WASHINGTON (AP) — A calm phone conversation on September 19 between U.S. President Donald Trump and Chinese President Xi Jinping rapidly descended into a tumultuous trade conflict. The U.S. broadens its sanctions against certain Chinese firms, prompting a strong response from Beijing, which retaliates with expanded permitting rules on rare earth materials critical for technology and defense.

As both sides intensify their actions, Trump threatens a 100% tariff hike on Chinese imports, undermining any goodwill ahead of a proposed summit in South Korea linked to the Asia Pacific Economic Cooperation summit later this month. Trump declared, I threaten them with something I think is much more powerful: tariffs, hinting at potential restrictions on U.S. exports to China, including airplane parts.

In response, China firmly rejected Trump's tactics. A spokesperson for its commerce ministry stated, Willful threats of high tariffs are not the right way to get along with China, asserting that while Beijing does not desire a trade war, it will be prepared to confront it.

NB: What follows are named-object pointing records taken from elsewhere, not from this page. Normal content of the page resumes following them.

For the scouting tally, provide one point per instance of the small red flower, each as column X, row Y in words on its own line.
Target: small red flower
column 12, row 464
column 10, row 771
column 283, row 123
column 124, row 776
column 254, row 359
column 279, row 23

This latest episode underscores the adversaries' ongoing attempts to assert influence within the global economic landscape. Experts suggest both the U.S. and China are resorting to leverage in negotiations, as former U.S. ambassador to China, Nick Burns, noted the search for a more level playing field. Craig Singleton from the Foundation for Defense of Democracies elaborates on the emerging dynamics, stating, dominance depends on who controls the rhythm of escalation, not who has more tools on paper. While the U.S. has the capability to impose significant costs, China has shown a capacity for enduring economic strain.

Beijing's recent maneuvers, particularly in the realm of rare earth products, signal a more aggressive position. Jonathan Czin, a former National Security Council director, cited Xi's view that he may hold the advantage due to recent diplomatic efforts by the U.S. to appease China.

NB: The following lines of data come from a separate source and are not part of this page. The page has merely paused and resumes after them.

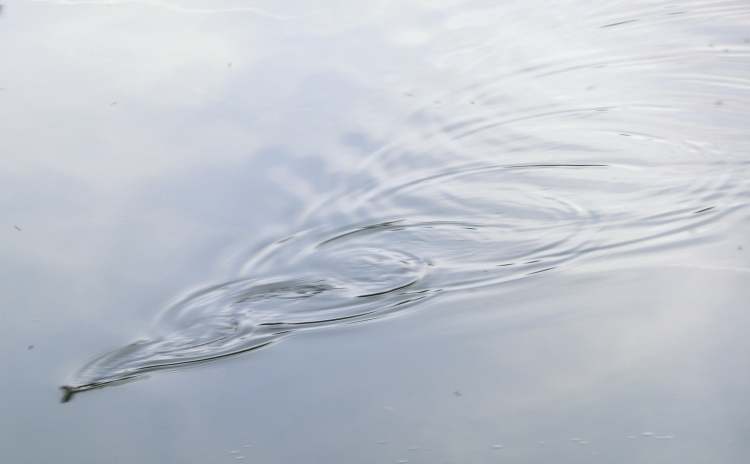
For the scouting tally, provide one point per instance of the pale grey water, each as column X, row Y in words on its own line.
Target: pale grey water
column 473, row 231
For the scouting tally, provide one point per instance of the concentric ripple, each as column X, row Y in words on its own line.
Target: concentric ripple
column 521, row 169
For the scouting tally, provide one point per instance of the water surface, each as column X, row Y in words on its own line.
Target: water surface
column 458, row 230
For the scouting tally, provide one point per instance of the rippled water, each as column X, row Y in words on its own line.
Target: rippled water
column 383, row 159
column 532, row 165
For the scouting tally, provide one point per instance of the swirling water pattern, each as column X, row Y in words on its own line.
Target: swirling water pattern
column 487, row 186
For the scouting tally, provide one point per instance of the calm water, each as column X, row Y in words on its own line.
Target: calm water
column 412, row 231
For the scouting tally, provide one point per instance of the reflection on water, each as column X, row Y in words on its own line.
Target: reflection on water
column 499, row 186
column 347, row 162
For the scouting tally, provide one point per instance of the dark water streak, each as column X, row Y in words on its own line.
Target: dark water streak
column 489, row 194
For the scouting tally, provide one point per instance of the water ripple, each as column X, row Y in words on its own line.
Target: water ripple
column 485, row 189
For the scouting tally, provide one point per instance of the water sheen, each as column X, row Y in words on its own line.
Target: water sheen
column 514, row 169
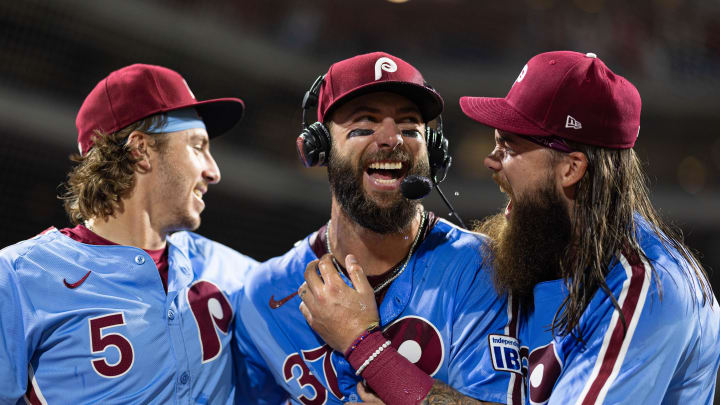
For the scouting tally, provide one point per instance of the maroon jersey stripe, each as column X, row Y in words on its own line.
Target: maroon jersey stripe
column 619, row 334
column 516, row 380
column 31, row 397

Informants within the negotiations suggest a disparity in strategy between the two nations, comparing U.S. reactions to tic-tac-toe while China operates on a chess level. Gabriel Wildau of Teneo points out that the eventual trade agreement, if realized, would aim to address shared interests without skewing heavily towards the U.S., highlighting that both sides possess the necessary leverage to reach a mutually beneficial resolution.